The Stoics also had a doctrine of the destruction of the world by fire; but it was a grim thing. They held that the universe completed a cycle; that it was consumed in flames; and that everything then started all over again, exactly as it was. They had the strange idea that at the end of the cycle the planets were in exactly the same position as when the world began. "This produces the conflagration and destruction of everything which exists," says Chrysippus. He goes on: "Then again the universe is restored anew in a precisely similar arrangement as before...Socrates and Plato and each individual man will live again, with the same friends and fellow-citizens. They will go through the same experiences and the same activities. Every city and village and field will be restored, just as it was. And this restoration of the universe takes place, not once, but over and over again--indeed to all eternity without end.... For there will never be any new thing other than that which has been before, but everything is repeated down to the minutest detail." History as an eternal tread-mill, the unceasing recurrence of the sins, the sorrows and the mistakes of men--that is one of the grimmest views of history that the mind of man has ever conceived.

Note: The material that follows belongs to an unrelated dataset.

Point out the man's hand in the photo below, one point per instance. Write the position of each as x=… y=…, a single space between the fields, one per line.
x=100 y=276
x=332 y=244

It must always be remembered that, as the Jewish prophets saw it, and as Peter saw it, this world will be destroyed with the conflagration of God but the result will not be obliteration and the grim repetition of what has been before; the result will be a new heaven and a new earth. For the biblical view of the world there is something beyond destruction; there is the new creation of God. The worst that the prophet can conceive is not the death agony of the old world so much as the birth pangs of the new.